Балашев уже был на расстоянии двух лошадей от скачущего ему навстречу с торжественно театральным лицом всадника в браслетах, перьях, ожерельях и золоте, когда Юльнер, французский полковник, почтительно прошептал: «Le roi de Naples». [Король Неаполитанский.] Действительно, это был Мюрат, называемый теперь неаполитанским королем. Хотя и было совершенно непонятно, почему он был неаполитанский король, но его называли так, и он сам был убежден в этом и потому имел более торжественный и важный вид, чем прежде. Он так был уверен в том, что он действительно неаполитанский король, что, когда накануне отъезда из Неаполя, во время его прогулки с женою по улицам Неаполя, несколько итальянцев прокричали ему: «Viva il re!», [Да здравствует король! (итал.) ] он с грустной улыбкой повернулся к супруге и сказал: «Les malheureux, ils ne savent pas que je les quitte demain! [Несчастные, они не знают, что я их завтра покидаю!]
Но несмотря на то, что он твердо верил в то, что он был неаполитанский король, и что он сожалел о горести своих покидаемых им подданных, в последнее время, после того как ему ведено было опять поступить на службу, и особенно после свидания с Наполеоном в Данциге, когда августейший шурин сказал ему: «Je vous ai fait Roi pour regner a maniere, mais pas a la votre», [Я вас сделал королем для того, чтобы царствовать не по своему, а по моему.] – он весело принялся за знакомое ему дело и, как разъевшийся, но не зажиревший, годный на службу конь, почуяв себя в упряжке, заиграл в оглоблях и, разрядившись как можно пестрее и дороже, веселый и довольный, скакал, сам не зная куда и зачем, по дорогам Польши.
Увидав русского генерала, он по королевски, торжественно, откинул назад голову с завитыми по плечи волосами и вопросительно поглядел на французского полковника. Полковник почтительно передал его величеству значение Балашева, фамилию которого он не мог выговорить.

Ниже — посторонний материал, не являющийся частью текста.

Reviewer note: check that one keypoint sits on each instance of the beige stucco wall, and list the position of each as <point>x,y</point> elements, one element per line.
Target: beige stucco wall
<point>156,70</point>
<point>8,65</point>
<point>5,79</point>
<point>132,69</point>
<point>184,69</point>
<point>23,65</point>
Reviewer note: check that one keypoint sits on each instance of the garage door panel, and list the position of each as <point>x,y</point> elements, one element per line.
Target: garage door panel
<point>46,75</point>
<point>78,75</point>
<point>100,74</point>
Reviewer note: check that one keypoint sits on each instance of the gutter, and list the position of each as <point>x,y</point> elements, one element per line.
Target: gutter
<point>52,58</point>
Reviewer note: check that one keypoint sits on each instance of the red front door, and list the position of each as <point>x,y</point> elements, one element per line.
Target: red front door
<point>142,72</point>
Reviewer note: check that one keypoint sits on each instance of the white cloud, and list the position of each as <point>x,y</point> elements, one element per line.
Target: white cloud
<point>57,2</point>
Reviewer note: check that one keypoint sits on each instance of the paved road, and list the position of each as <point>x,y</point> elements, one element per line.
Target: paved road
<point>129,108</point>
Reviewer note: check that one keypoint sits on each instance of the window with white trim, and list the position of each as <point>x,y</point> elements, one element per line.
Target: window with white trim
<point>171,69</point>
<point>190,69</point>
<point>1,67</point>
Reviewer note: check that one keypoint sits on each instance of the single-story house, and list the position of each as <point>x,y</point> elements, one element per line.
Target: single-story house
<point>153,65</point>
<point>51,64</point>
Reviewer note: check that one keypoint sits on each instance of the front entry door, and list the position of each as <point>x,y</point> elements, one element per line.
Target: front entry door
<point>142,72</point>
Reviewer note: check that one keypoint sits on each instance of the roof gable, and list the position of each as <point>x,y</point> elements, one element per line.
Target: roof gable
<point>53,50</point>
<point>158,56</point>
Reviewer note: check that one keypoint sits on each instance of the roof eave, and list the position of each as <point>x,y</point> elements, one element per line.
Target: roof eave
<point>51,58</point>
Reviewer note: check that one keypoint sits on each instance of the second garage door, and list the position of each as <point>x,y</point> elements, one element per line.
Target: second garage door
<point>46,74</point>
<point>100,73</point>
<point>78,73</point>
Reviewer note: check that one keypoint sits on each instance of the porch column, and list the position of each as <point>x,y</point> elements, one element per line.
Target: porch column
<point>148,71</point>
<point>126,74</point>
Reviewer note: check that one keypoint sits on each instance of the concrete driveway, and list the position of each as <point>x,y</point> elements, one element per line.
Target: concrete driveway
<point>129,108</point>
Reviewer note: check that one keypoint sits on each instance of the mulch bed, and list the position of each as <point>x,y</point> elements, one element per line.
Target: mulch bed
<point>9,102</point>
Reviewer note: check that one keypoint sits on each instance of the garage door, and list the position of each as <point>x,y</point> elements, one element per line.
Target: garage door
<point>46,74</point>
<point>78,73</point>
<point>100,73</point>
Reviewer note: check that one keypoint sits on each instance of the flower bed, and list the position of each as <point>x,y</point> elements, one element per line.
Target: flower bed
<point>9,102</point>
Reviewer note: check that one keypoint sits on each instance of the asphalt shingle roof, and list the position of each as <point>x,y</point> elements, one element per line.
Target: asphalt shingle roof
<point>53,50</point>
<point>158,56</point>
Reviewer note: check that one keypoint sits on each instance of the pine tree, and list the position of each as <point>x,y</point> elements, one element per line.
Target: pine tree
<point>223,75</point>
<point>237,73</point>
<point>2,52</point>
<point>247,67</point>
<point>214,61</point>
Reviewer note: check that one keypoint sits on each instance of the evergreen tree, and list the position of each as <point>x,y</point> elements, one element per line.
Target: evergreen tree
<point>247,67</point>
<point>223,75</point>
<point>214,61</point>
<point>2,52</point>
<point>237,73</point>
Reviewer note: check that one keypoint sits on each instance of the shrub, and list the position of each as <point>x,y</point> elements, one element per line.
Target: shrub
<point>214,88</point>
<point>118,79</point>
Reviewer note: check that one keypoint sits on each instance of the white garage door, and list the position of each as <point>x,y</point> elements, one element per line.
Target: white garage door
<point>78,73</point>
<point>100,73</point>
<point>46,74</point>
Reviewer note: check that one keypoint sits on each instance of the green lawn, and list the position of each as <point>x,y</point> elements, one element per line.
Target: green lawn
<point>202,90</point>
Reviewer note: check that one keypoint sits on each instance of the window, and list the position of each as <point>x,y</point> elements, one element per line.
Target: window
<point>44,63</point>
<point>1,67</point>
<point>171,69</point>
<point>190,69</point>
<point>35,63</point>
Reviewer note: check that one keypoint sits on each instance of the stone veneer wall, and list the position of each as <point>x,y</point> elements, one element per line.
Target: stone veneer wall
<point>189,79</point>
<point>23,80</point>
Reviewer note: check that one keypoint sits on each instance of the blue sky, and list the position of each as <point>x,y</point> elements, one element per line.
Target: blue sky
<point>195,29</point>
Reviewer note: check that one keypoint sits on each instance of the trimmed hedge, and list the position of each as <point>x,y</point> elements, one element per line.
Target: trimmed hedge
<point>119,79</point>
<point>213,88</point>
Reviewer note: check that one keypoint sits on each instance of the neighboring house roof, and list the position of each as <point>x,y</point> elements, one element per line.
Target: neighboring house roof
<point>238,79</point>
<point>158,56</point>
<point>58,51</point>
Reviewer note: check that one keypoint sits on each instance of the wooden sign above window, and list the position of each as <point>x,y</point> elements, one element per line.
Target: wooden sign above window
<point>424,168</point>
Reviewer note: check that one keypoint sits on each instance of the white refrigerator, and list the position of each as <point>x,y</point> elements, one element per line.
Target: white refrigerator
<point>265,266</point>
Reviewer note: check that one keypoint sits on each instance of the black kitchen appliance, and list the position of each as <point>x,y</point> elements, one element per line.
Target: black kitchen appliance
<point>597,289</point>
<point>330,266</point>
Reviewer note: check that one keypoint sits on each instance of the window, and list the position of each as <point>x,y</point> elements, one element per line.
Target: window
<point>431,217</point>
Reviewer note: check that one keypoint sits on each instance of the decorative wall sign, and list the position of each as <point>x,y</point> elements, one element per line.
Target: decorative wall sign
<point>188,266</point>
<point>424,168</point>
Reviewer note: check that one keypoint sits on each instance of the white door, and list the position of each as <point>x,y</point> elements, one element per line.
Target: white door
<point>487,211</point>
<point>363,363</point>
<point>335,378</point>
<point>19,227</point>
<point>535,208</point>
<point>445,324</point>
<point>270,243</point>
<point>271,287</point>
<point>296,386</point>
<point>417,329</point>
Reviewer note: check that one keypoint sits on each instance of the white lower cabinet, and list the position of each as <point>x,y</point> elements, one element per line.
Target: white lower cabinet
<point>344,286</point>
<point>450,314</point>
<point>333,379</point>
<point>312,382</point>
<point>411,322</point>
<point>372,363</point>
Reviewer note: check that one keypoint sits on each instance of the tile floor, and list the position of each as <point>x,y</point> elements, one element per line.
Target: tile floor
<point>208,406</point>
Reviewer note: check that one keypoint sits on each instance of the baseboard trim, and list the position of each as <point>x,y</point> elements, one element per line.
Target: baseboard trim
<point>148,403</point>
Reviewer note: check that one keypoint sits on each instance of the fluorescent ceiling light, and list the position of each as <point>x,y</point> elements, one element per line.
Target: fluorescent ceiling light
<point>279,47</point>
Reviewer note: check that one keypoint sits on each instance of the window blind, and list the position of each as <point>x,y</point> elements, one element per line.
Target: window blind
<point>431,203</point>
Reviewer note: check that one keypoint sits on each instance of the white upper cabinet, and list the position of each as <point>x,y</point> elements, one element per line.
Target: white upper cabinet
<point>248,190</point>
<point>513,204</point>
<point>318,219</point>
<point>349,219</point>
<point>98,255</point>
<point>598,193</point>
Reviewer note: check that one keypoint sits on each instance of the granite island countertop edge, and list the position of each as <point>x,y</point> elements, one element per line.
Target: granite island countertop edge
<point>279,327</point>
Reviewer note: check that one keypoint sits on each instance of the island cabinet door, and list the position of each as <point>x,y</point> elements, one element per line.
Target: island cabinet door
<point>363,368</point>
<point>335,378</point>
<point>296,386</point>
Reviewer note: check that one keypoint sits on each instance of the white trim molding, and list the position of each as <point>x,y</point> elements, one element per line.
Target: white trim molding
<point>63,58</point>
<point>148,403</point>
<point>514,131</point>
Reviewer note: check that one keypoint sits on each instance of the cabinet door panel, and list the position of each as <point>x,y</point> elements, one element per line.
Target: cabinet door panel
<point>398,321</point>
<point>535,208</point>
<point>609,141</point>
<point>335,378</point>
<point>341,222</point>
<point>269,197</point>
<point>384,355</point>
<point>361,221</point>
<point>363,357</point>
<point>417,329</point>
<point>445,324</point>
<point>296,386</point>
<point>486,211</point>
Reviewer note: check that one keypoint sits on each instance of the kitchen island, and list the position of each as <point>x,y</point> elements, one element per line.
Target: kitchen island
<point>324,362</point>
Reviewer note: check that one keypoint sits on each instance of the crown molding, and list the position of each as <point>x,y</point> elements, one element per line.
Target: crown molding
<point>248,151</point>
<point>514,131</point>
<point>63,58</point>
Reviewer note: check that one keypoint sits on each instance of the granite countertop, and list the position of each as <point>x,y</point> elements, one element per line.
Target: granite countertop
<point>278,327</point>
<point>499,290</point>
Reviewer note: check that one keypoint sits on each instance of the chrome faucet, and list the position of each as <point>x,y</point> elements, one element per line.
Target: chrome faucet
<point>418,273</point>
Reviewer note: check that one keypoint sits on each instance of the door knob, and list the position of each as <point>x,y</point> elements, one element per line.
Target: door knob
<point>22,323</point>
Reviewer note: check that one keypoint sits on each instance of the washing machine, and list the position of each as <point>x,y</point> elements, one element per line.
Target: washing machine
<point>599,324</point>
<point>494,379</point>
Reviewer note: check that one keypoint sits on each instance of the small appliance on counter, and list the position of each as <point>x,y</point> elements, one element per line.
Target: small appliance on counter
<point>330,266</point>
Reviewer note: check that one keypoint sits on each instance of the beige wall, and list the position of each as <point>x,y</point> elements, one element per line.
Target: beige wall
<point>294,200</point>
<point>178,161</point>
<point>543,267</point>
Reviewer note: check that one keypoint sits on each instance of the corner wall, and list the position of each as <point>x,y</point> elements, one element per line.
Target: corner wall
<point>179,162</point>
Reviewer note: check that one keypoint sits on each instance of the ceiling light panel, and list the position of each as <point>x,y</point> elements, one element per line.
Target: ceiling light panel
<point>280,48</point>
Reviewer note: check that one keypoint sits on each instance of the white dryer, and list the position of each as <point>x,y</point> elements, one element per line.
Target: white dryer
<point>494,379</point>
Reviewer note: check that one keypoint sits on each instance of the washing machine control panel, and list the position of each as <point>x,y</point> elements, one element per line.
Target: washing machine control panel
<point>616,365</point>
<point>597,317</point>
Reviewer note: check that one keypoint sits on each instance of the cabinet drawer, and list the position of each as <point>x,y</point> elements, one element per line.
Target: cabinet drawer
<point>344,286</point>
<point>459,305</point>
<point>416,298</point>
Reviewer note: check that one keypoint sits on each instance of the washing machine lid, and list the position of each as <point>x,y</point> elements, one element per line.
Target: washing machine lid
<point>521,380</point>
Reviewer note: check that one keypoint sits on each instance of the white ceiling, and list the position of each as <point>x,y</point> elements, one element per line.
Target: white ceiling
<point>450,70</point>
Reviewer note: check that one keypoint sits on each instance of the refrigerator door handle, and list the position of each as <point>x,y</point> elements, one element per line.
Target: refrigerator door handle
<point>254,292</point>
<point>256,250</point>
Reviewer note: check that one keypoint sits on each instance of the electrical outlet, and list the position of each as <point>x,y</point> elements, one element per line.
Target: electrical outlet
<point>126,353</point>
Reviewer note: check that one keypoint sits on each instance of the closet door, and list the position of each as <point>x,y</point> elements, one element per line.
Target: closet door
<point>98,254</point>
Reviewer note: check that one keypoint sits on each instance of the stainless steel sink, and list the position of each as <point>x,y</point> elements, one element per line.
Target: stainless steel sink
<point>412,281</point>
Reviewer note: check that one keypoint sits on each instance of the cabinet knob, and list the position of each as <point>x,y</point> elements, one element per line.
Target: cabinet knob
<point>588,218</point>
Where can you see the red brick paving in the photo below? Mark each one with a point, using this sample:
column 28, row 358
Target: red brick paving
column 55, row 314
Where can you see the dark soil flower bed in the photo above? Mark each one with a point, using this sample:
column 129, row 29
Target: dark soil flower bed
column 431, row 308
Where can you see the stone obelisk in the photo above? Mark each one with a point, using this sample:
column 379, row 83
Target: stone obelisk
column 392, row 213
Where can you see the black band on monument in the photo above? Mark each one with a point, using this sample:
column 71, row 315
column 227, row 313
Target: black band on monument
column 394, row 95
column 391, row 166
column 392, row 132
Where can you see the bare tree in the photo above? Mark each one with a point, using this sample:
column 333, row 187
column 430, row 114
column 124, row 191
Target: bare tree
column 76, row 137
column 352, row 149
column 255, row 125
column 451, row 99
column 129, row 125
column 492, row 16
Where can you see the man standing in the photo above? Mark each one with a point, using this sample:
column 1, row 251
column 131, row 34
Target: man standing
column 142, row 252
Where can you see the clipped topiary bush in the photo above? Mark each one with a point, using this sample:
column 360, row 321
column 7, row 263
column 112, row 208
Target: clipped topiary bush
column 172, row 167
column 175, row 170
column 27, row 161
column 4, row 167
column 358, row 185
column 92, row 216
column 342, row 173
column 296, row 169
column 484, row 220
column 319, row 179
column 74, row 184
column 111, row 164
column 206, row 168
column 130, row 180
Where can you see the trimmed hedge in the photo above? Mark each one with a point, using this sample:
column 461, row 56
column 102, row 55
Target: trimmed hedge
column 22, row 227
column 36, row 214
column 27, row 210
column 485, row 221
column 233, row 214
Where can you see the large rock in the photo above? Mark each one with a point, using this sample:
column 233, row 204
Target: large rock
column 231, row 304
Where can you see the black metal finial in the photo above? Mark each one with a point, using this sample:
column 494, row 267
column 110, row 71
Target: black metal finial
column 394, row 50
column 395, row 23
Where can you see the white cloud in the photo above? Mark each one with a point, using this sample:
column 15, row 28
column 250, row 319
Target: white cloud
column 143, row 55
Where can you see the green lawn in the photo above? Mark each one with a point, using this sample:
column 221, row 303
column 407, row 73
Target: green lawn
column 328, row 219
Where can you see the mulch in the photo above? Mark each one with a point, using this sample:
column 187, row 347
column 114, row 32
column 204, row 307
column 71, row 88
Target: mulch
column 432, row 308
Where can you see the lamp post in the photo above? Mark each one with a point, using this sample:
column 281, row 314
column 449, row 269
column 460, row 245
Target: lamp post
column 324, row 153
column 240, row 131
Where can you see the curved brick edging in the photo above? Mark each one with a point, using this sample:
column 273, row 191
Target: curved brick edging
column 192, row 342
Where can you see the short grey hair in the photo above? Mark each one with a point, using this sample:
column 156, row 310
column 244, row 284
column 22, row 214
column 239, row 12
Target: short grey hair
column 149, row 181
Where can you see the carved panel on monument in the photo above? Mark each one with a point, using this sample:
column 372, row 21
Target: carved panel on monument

– De Bal macheve! – сказал король (своей решительностью превозмогая трудность, представлявшуюся полковнику), – charme de faire votre connaissance, general, [очень приятно познакомиться с вами, генерал] – прибавил он с королевски милостивым жестом. Как только король начал говорить громко и быстро, все королевское достоинство мгновенно оставило его, и он, сам не замечая, перешел в свойственный ему тон добродушной фамильярности. Он положил свою руку на холку лошади Балашева.
– Eh, bien, general, tout est a la guerre, a ce qu'il parait, [Ну что ж, генерал, дело, кажется, идет к войне,] – сказал он, как будто сожалея об обстоятельстве, о котором он не мог судить.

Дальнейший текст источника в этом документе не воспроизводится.